Some months back I wrote about how I’d been given a mini telescope. I had visions of packing my new toy into its snazzy little backpack and taking off for exotic climes where I’d view the stars on hot summer nights. I certainly never imagined I’d be able to see anything at all in central London. But then, after much fiddling, I discovered how to focus it. And, wow, it’s incredible what you can see above one of the most light-polluted cities on earth.
I started off with the moon and learnt that you need to view it when it’s half full and illuminated at an angle, when the craters show. Then, with my iPad moon app glowing at my side, I started to identify features such as the Sea of Tranquillity. Now, on those rare, clear evenings I shoot up to my office/observatory to see the four moons of Jupiter circling the yellow planet—just like Galileo who discovered them 400 years ago!

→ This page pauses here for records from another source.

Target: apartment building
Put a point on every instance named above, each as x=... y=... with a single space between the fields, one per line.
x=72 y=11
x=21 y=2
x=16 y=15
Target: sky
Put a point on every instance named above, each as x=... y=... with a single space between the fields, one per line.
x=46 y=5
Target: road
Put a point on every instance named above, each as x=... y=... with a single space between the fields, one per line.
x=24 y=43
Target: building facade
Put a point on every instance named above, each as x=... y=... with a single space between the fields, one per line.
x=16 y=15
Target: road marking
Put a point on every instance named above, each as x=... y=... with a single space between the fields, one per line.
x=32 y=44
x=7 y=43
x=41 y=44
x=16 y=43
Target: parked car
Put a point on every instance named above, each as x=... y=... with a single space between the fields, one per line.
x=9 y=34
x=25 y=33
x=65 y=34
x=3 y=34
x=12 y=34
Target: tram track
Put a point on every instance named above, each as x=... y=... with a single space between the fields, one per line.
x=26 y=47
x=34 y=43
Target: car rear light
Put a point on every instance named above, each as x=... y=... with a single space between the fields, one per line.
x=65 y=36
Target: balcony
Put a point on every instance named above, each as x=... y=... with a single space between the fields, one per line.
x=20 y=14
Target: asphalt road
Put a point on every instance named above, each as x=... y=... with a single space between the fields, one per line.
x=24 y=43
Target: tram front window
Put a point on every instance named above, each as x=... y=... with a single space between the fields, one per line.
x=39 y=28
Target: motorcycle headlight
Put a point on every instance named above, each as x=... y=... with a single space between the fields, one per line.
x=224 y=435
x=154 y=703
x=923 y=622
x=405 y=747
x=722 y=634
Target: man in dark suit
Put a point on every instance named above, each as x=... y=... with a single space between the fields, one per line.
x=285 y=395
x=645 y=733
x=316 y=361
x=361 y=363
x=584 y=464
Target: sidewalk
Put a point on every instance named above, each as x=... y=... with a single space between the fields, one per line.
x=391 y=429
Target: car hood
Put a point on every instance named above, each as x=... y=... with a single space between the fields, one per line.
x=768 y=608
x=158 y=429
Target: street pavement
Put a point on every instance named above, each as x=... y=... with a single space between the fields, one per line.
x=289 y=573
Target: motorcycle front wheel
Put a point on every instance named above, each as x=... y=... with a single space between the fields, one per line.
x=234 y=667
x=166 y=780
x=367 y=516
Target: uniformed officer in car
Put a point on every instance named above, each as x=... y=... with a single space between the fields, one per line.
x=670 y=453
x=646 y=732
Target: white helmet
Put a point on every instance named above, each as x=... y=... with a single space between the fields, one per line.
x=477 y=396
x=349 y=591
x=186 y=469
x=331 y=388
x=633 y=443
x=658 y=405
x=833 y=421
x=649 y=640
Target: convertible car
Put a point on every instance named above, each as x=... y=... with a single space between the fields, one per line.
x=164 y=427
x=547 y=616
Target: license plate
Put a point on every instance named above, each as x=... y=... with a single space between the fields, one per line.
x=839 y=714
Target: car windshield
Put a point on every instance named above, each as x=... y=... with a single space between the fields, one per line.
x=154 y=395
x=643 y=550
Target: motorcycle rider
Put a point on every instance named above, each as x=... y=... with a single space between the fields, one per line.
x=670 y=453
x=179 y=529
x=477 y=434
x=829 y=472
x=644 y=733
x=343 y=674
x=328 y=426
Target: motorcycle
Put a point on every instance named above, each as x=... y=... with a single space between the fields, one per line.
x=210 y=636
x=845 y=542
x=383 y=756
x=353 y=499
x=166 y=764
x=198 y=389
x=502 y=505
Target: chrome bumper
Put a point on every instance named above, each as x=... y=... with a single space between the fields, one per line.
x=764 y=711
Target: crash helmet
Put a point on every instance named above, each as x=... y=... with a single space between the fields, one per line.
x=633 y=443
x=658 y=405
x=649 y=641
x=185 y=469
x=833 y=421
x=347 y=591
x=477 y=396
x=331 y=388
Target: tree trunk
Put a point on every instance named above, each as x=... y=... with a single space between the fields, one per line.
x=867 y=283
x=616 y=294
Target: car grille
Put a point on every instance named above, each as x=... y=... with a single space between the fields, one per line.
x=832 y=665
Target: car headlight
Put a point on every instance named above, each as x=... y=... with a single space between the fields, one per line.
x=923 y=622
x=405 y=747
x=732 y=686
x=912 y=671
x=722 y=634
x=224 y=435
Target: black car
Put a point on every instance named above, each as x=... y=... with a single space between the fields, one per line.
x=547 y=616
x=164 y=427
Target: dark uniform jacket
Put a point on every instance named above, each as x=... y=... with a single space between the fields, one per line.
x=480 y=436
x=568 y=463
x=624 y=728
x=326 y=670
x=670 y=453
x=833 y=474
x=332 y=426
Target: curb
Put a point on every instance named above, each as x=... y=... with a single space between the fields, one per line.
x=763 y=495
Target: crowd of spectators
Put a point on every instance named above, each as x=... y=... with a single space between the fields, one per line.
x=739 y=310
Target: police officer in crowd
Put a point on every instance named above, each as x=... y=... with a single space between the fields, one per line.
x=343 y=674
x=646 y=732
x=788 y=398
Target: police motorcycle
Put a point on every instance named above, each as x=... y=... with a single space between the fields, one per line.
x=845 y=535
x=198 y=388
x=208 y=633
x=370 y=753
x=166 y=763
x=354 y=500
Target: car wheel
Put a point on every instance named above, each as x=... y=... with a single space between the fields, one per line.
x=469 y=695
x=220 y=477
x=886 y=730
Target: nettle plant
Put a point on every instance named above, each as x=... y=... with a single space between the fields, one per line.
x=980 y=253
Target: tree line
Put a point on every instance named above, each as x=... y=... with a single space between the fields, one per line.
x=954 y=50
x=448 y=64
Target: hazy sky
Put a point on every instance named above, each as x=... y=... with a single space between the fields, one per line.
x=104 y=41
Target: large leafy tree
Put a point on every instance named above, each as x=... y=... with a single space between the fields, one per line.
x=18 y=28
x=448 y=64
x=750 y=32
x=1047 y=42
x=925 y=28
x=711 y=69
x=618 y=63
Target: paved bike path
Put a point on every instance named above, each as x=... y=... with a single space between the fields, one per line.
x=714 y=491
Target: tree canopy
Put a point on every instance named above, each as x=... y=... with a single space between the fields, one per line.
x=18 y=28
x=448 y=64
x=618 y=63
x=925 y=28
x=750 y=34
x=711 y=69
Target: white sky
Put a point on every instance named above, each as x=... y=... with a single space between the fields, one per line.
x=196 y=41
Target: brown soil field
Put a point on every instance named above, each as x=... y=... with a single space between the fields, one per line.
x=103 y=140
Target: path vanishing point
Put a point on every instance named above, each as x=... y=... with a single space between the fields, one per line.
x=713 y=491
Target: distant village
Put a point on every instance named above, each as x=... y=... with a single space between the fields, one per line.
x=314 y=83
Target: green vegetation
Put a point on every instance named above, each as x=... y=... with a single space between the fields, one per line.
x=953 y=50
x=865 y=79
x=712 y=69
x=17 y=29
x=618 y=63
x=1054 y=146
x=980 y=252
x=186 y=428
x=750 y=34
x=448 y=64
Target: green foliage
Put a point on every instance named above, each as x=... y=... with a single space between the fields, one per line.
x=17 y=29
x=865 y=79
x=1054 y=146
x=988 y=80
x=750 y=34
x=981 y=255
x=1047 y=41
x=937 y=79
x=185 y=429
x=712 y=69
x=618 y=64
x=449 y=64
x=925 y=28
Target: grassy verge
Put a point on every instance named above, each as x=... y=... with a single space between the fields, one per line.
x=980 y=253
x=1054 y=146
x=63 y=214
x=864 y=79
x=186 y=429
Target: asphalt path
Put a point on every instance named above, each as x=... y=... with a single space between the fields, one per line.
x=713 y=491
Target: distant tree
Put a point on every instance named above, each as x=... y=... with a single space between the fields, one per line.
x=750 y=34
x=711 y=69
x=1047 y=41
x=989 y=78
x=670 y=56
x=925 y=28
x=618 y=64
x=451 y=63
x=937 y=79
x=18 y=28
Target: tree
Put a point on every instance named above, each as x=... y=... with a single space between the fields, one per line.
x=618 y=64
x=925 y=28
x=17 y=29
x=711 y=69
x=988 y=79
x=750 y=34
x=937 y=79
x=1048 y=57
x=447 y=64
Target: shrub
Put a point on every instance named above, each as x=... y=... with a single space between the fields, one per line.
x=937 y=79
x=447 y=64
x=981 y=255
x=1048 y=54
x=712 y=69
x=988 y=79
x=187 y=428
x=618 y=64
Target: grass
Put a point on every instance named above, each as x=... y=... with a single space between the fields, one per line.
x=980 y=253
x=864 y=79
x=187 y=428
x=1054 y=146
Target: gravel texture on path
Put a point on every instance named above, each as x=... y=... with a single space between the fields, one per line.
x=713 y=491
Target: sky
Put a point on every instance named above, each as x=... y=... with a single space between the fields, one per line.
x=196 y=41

Now that I’ve got the bit between my teeth, a few evenings ago, after dinner, I took off for the Hampstead Observatory. Arriving at Hampstead Ponds, I found a dark pathway leading up a hillock to a Victorian domed hut. It was really spooky climbing through the leafy gloom, but at the top an animated crowd was clustered around the large, 100-year-old telescope.
Roger, one of the astronomy society’s demonstrators, soon had us oohing and aahing over the Orion nebula and 12 of the Pleiades’ 30,000 stars. He told us that his father was one of the few people to have seen Halley’s Comet on both of its 20th century visits. Comets, he said, are the most whimsical of celestial phenomena: seemingly sure-fire stunners can turn out to be damp squibs and vice versa. So he, for one, is not getting over-excited about the projected visit of ISON later this year (unlike me!).
The one thing we visitors should try to witness, Roger said, was the rings of Saturn. Unfortunately the planet rises at awkward times for viewing in 2013. However the observatory may be having special late-night sessions in May and I really hope I can catch one. They’ll be listed on the observatory website where as it said when I last visited, without apparent irony, “Watch this space”.
* The observatory, run by the Hampstead Scientific Society, opens to the general public during the winter on cloudless Friday and Saturday nights. It’s one of the few, if not the only, such places in London where you can just turn up. There’s no charge, but visitors will surely want to slip a note into the donation box.